Marc’s research focuses on the study of emergent phenomena in complex systems composed of many interacting elements, which can include atoms, molecules, bits of information, or economic agents. The statistical physics of disordered systems—a field to which he has made significant contributions—has applications across various disciplines, including biology, economics and finance, information theory, computer science, statistics, and signal processing.
In recent years, his research has particularly centered on information processing in neural systems, machine learning, and deep neural networks. He is especially interested in the theoretical impact of data structure on learning strategies and the generalization capabilities of models.
Chair Holder - Marc Mezard

Joint Purpose
In today’s world, the rapid pace of technological advancement is profoundly transforming the way we live, communicate, learn, and participate in democratic life. The ways in which information is generated, transmitted, and interpreted have a deep impact on institutions, the economy, markets, and the public sphere.
These changes present new challenges, but also new opportunities, which call for an integrated approach between computational and social sciences. In this context, Bocconi University—long committed to the role of social sciences in interpreting reality—recognizes that both the theoretical and applied understanding of computer science and complex systems has become essential to addressing the major questions of our time.
The establishment of the Chair in Computer Science, created in collaboration with the Invernizzi Foundation, represents a key step in promoting cutting-edge multidisciplinary research that bridges formal and mathematical modeling with critical analysis of social, cultural, and economic transformations.
Research
The Chair aims to develop a research program focused on studying the mechanisms underlying information processing in complex systems, both natural and artificial.
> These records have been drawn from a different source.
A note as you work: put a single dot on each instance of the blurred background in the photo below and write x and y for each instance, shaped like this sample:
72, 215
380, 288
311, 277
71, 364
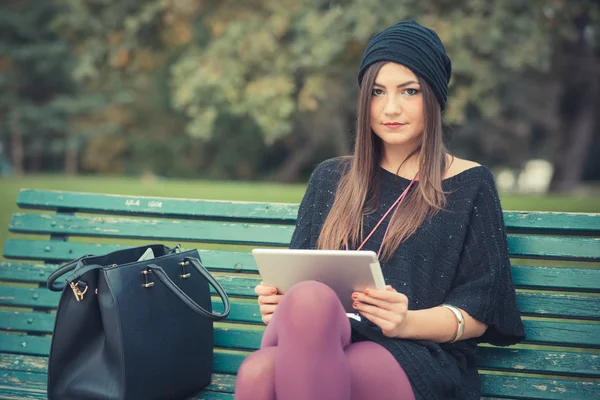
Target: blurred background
192, 98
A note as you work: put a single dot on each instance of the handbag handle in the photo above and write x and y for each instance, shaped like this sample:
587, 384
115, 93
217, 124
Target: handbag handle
51, 282
187, 300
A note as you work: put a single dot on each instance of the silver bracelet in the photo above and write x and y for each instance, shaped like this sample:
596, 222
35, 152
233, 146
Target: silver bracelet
461, 322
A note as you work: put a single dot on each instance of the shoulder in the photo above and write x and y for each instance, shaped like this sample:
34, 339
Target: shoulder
457, 166
472, 180
332, 169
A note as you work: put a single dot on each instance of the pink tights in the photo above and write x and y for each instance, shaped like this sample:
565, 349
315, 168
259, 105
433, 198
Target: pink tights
306, 354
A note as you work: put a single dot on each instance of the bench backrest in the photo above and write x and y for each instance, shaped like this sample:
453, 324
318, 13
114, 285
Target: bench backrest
555, 267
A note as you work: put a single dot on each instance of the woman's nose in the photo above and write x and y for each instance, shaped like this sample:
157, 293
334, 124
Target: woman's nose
392, 106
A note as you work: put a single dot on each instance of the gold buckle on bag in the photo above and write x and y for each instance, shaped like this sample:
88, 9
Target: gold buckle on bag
77, 292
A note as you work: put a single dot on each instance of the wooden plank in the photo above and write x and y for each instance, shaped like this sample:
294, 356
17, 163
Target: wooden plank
538, 388
180, 208
11, 393
555, 247
156, 206
489, 358
223, 362
38, 381
37, 273
57, 251
529, 303
562, 333
573, 334
552, 222
556, 278
528, 277
43, 298
152, 229
41, 322
492, 385
539, 361
559, 305
225, 337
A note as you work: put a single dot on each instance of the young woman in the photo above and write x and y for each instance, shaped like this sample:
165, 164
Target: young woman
437, 224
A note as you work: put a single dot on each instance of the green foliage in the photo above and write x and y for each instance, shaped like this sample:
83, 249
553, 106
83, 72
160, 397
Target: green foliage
187, 88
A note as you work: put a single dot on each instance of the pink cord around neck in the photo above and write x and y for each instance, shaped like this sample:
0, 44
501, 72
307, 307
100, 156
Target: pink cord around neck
392, 207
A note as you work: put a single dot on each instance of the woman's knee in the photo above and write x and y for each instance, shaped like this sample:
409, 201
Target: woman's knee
375, 372
257, 373
312, 309
312, 298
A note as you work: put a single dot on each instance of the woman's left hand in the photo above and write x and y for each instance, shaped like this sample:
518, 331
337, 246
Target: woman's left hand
385, 308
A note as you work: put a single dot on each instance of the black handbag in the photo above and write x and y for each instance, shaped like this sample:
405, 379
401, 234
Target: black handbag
133, 330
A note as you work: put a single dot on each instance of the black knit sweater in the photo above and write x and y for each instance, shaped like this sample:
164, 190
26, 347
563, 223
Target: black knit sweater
459, 257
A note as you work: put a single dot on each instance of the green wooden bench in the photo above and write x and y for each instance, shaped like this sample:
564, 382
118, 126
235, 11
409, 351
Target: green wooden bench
561, 303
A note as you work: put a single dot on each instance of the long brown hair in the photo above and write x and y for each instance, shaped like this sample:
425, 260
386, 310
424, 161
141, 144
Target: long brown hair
357, 192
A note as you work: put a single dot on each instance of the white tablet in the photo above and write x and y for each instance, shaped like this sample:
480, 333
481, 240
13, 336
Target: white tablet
343, 271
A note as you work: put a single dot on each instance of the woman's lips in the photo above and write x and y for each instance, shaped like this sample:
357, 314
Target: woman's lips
394, 125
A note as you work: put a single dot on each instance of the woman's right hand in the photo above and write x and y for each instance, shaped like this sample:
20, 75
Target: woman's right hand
268, 300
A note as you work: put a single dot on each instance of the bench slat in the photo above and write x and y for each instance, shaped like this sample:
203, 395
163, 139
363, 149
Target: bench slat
551, 222
555, 247
231, 338
538, 361
556, 278
531, 304
156, 206
255, 234
223, 362
492, 385
57, 251
580, 223
559, 305
152, 229
37, 382
529, 277
538, 388
537, 332
489, 358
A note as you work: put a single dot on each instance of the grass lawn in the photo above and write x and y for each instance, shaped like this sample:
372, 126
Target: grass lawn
248, 191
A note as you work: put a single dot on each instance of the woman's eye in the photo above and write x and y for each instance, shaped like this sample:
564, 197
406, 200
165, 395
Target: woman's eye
411, 91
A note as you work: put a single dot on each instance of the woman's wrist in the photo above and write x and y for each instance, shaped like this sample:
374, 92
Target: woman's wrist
437, 324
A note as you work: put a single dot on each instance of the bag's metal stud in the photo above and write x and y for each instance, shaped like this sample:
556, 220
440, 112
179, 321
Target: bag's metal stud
78, 292
147, 283
184, 273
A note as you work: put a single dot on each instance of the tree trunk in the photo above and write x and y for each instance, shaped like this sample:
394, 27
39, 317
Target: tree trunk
71, 156
17, 146
578, 103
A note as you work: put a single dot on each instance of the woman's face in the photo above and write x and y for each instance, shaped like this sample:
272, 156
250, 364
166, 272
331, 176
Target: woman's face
397, 107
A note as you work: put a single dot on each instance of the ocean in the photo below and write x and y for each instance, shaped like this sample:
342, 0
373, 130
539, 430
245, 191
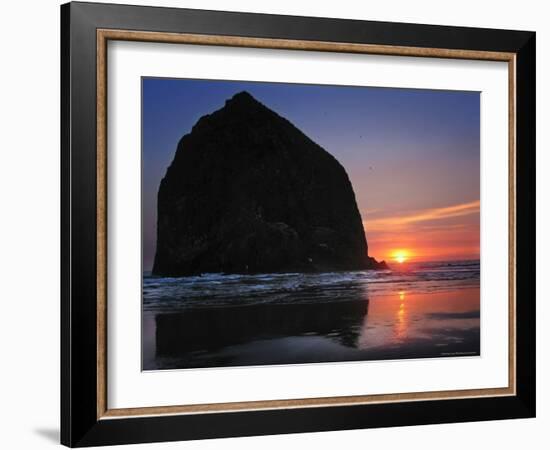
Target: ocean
415, 310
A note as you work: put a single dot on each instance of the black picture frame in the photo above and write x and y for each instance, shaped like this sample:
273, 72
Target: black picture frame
80, 425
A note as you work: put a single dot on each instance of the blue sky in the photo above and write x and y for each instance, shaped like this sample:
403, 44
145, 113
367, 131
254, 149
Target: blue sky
408, 152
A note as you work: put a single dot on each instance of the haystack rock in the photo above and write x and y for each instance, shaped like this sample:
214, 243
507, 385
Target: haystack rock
247, 192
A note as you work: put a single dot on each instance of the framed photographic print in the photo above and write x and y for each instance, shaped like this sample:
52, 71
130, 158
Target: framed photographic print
276, 224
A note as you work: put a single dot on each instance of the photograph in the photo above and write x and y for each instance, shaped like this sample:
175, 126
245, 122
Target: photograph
299, 223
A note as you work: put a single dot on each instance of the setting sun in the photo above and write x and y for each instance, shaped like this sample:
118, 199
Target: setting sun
400, 256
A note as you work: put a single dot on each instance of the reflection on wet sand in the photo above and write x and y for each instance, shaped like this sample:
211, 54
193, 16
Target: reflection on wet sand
394, 325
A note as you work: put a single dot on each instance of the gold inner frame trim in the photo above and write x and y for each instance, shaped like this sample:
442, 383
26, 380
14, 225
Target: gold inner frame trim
103, 36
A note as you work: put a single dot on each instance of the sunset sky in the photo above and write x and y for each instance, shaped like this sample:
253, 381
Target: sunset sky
412, 155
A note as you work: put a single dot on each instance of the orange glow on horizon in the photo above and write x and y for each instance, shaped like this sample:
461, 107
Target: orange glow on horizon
436, 234
400, 256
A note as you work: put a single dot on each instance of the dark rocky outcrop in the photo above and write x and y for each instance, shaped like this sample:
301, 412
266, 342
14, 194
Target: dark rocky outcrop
247, 192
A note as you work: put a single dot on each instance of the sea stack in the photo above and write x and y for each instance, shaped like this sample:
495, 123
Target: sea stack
248, 192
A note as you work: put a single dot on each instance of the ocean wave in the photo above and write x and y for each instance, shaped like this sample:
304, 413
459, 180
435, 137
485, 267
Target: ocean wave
216, 289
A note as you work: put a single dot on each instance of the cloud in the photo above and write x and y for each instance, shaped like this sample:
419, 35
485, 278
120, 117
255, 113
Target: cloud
447, 212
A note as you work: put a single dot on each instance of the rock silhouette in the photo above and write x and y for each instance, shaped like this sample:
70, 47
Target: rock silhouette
247, 192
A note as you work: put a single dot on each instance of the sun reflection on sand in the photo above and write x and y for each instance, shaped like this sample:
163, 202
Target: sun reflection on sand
401, 318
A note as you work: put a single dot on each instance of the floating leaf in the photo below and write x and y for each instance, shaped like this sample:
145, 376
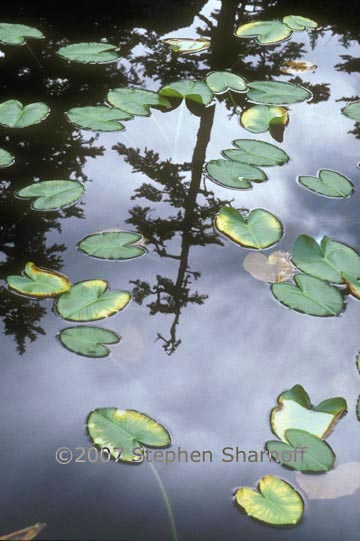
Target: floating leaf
255, 229
277, 267
89, 53
256, 152
275, 502
327, 260
14, 115
196, 91
98, 118
16, 34
266, 32
115, 244
40, 283
317, 455
277, 93
223, 81
125, 433
294, 410
52, 194
233, 174
136, 101
329, 183
187, 45
88, 341
91, 300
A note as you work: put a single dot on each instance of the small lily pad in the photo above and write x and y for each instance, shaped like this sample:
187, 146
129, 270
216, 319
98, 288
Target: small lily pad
88, 341
257, 229
39, 283
276, 502
125, 433
120, 245
329, 183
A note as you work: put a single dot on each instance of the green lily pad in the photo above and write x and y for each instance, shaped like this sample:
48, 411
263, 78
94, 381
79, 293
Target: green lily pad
89, 53
329, 183
136, 101
296, 22
316, 455
266, 32
6, 159
16, 34
91, 300
255, 152
220, 82
233, 174
125, 433
310, 296
196, 91
98, 118
294, 410
257, 229
113, 245
14, 115
39, 283
277, 93
88, 341
325, 261
52, 194
275, 502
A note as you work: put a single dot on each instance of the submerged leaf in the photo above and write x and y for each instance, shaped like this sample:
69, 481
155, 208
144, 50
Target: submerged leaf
125, 433
275, 502
40, 283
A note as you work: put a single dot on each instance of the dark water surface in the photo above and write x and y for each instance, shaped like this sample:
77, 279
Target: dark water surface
205, 349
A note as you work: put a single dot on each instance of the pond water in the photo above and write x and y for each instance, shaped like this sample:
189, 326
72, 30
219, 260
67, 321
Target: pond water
205, 348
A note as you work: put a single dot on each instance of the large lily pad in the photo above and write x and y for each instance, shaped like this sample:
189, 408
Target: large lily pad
91, 300
326, 260
88, 341
255, 229
125, 433
39, 283
329, 183
98, 118
276, 502
14, 115
310, 296
52, 194
234, 175
113, 245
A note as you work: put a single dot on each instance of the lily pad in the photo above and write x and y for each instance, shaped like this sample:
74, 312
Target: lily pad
266, 32
16, 34
39, 283
310, 296
276, 502
89, 53
91, 300
88, 341
14, 115
277, 93
317, 455
326, 260
220, 82
196, 91
98, 118
329, 183
125, 433
256, 152
234, 175
257, 229
136, 101
52, 194
113, 245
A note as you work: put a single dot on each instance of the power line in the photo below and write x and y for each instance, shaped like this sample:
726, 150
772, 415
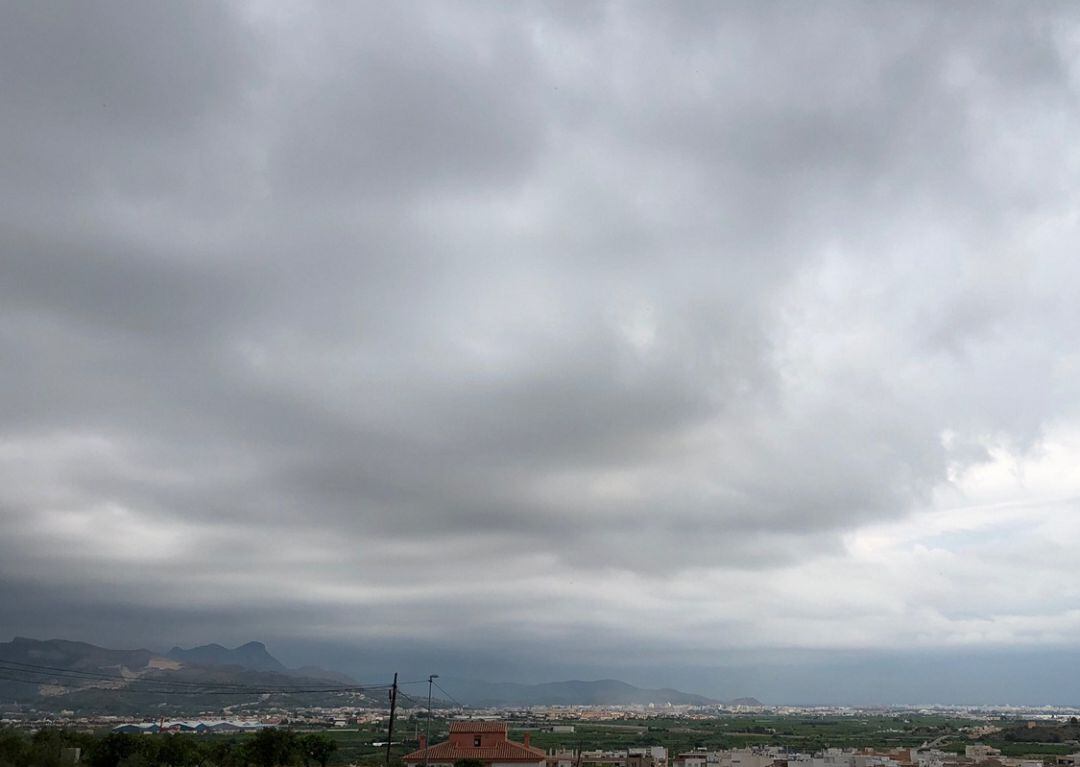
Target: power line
460, 704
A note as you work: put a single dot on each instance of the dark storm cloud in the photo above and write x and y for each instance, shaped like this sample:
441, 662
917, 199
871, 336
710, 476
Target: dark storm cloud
557, 311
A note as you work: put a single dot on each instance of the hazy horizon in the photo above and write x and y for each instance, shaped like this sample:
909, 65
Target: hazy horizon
729, 347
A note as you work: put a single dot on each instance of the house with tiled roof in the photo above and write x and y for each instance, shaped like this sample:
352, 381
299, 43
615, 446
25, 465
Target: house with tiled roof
484, 741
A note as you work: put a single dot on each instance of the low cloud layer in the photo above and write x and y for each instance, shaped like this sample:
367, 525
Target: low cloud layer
543, 330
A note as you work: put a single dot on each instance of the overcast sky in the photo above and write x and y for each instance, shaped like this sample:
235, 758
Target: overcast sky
661, 340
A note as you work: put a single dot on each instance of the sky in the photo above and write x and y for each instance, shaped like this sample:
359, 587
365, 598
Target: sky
723, 346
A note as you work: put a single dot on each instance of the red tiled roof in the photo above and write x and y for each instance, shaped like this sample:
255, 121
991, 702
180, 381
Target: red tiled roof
507, 751
477, 726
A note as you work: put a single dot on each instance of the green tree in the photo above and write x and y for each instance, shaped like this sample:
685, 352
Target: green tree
111, 750
318, 747
271, 748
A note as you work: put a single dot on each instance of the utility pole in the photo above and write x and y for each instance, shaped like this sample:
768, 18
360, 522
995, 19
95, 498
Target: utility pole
393, 709
427, 738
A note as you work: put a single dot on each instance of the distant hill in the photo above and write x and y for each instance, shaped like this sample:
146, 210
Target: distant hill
745, 701
252, 656
574, 693
58, 674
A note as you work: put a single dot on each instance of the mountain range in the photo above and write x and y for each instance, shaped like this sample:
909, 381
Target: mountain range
61, 674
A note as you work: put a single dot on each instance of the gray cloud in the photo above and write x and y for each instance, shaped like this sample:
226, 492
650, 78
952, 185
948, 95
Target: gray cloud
430, 311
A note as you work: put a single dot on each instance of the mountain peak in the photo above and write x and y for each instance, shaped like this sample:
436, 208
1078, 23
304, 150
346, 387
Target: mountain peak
253, 655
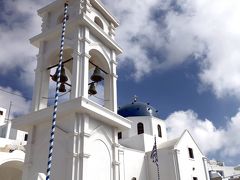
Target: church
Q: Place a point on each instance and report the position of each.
(93, 138)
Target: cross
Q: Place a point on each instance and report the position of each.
(135, 98)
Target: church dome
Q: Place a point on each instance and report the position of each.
(137, 109)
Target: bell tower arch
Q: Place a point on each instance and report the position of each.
(88, 91)
(89, 43)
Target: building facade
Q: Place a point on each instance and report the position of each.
(93, 139)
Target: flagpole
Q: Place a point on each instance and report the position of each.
(154, 156)
(155, 139)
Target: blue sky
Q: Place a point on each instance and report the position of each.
(181, 56)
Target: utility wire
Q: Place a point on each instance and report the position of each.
(12, 93)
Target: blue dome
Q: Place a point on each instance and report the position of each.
(137, 109)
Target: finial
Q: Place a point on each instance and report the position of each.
(135, 98)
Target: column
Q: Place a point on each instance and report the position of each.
(115, 155)
(80, 67)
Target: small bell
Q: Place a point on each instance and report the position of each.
(92, 89)
(63, 77)
(97, 75)
(62, 88)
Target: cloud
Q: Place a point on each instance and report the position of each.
(19, 22)
(219, 142)
(157, 35)
(19, 104)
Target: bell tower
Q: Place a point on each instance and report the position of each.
(86, 143)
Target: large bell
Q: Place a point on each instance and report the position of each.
(62, 88)
(63, 77)
(97, 75)
(92, 89)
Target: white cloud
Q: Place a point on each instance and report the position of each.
(19, 23)
(200, 28)
(19, 104)
(219, 141)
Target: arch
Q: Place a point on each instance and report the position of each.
(100, 155)
(98, 21)
(140, 128)
(159, 131)
(99, 58)
(60, 18)
(11, 170)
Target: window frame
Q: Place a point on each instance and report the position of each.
(190, 153)
(140, 128)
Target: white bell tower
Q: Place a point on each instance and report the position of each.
(86, 142)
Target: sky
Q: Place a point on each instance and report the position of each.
(181, 56)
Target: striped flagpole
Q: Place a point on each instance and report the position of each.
(154, 156)
(51, 142)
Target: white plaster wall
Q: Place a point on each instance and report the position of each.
(227, 170)
(132, 164)
(166, 166)
(3, 116)
(99, 146)
(39, 153)
(155, 123)
(143, 142)
(95, 41)
(188, 167)
(146, 120)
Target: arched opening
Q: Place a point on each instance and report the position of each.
(159, 131)
(98, 66)
(11, 170)
(98, 21)
(99, 161)
(60, 18)
(140, 128)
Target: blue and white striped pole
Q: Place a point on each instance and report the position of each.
(51, 142)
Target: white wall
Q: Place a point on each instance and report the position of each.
(190, 167)
(132, 164)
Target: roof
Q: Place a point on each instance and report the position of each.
(169, 144)
(138, 109)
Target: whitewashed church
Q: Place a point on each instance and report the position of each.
(94, 140)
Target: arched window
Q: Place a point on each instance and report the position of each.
(159, 131)
(60, 18)
(98, 21)
(140, 128)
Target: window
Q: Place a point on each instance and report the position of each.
(159, 131)
(61, 18)
(140, 128)
(25, 137)
(98, 21)
(120, 135)
(190, 152)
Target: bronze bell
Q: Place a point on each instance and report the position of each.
(63, 77)
(92, 89)
(62, 88)
(97, 75)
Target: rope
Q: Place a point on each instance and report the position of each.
(51, 142)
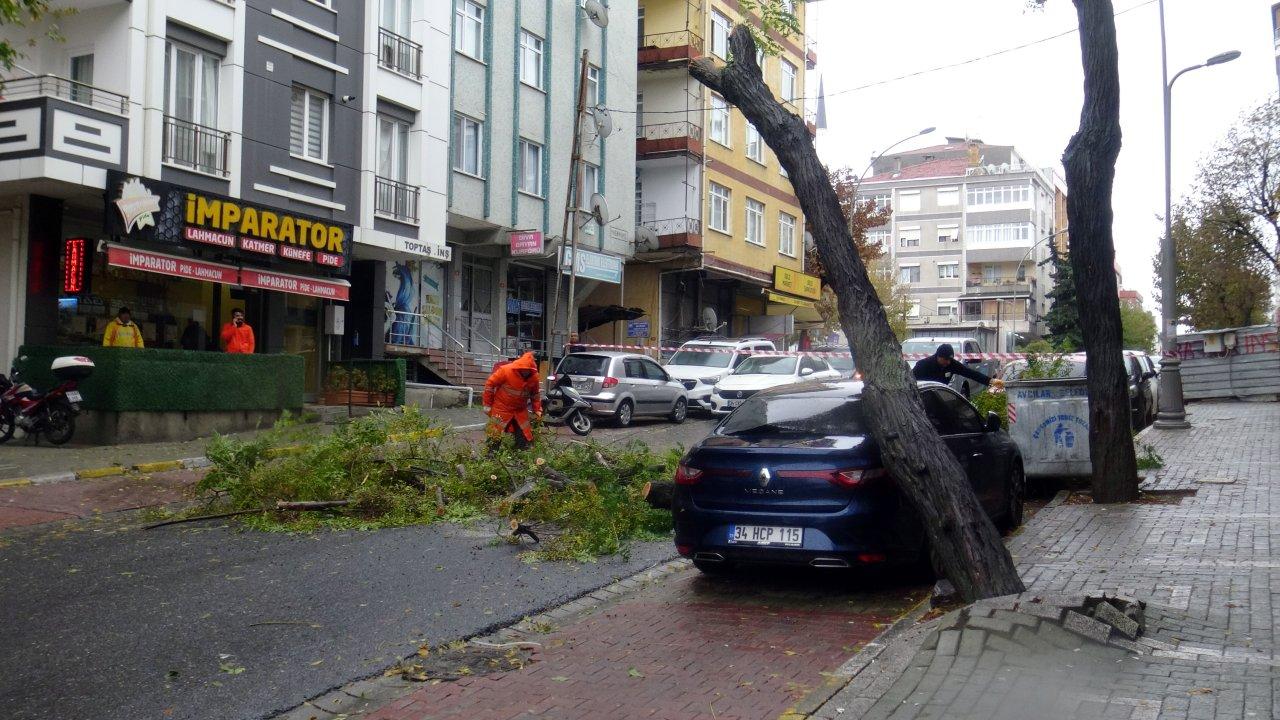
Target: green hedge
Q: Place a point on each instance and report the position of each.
(128, 379)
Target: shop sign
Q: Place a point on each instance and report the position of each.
(638, 328)
(170, 265)
(594, 265)
(796, 283)
(279, 282)
(526, 242)
(161, 212)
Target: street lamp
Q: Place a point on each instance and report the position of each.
(1171, 411)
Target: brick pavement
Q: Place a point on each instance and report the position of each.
(1205, 566)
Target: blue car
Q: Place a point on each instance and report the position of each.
(792, 477)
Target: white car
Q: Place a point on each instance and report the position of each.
(699, 364)
(762, 372)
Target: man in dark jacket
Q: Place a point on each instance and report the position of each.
(942, 364)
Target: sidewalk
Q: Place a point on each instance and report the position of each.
(1202, 563)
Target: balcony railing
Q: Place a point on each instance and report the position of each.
(196, 146)
(400, 54)
(396, 199)
(63, 89)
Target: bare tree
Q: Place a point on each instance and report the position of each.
(1091, 168)
(963, 540)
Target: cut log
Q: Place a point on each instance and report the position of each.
(936, 486)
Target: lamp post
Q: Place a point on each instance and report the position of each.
(1171, 410)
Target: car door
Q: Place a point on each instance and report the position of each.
(968, 442)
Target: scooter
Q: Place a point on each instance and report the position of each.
(565, 406)
(50, 414)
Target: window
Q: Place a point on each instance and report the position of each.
(720, 199)
(720, 121)
(191, 85)
(530, 168)
(392, 149)
(593, 85)
(786, 235)
(720, 35)
(469, 28)
(1000, 195)
(309, 124)
(754, 222)
(530, 59)
(467, 141)
(789, 81)
(754, 145)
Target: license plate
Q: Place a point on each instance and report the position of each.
(762, 534)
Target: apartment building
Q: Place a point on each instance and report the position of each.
(720, 240)
(186, 158)
(516, 68)
(969, 235)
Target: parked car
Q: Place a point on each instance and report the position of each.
(762, 372)
(794, 477)
(624, 386)
(702, 363)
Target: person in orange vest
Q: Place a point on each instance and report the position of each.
(507, 395)
(237, 335)
(122, 332)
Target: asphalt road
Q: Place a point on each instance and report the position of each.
(100, 619)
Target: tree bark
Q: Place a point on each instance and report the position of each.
(1091, 168)
(961, 536)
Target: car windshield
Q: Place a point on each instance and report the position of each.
(767, 365)
(584, 365)
(799, 414)
(702, 358)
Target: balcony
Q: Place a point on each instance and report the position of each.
(400, 54)
(676, 233)
(196, 146)
(396, 200)
(668, 139)
(668, 49)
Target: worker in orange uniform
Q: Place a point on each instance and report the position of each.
(237, 335)
(507, 395)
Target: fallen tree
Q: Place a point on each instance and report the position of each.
(963, 540)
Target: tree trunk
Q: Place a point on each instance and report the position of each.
(1091, 168)
(931, 478)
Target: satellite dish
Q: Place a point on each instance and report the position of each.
(597, 13)
(599, 209)
(602, 119)
(647, 238)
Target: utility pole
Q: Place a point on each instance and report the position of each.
(571, 224)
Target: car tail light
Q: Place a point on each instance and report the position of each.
(856, 477)
(686, 475)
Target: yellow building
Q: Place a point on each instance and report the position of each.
(716, 213)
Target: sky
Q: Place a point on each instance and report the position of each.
(1031, 98)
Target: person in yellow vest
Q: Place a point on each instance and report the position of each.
(120, 332)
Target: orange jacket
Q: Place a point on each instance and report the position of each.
(238, 338)
(508, 396)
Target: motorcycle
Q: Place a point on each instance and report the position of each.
(50, 414)
(565, 406)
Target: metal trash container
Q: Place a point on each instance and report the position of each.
(1050, 423)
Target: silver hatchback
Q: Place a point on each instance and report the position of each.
(625, 386)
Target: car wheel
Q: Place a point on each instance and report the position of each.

Computer science—viewed not only as a technological discipline but as a fundamental science of information—offers powerful theoretical and conceptual tools for analyzing emergent phenomena across a wide range of contexts: neural networks, financial markets, interactions among economic agents, biological evolution, and machine learning.
The approach will be strongly interdisciplinary, combining statistical physics with information theory, machine learning with complexity theory, and rigorously analyzing the impact of data structure on learning processes and predictive performance.
From a teaching perspective, the Chair seeks to educate students who are not only aware of the technical implications of modern computer science, but also of its ethical, social, and epistemological dimensions. Topics such as data security, algorithmic transparency, responsibility in the use of artificial intelligence, and the role of networks in organizing information will be an integral part of the educational path.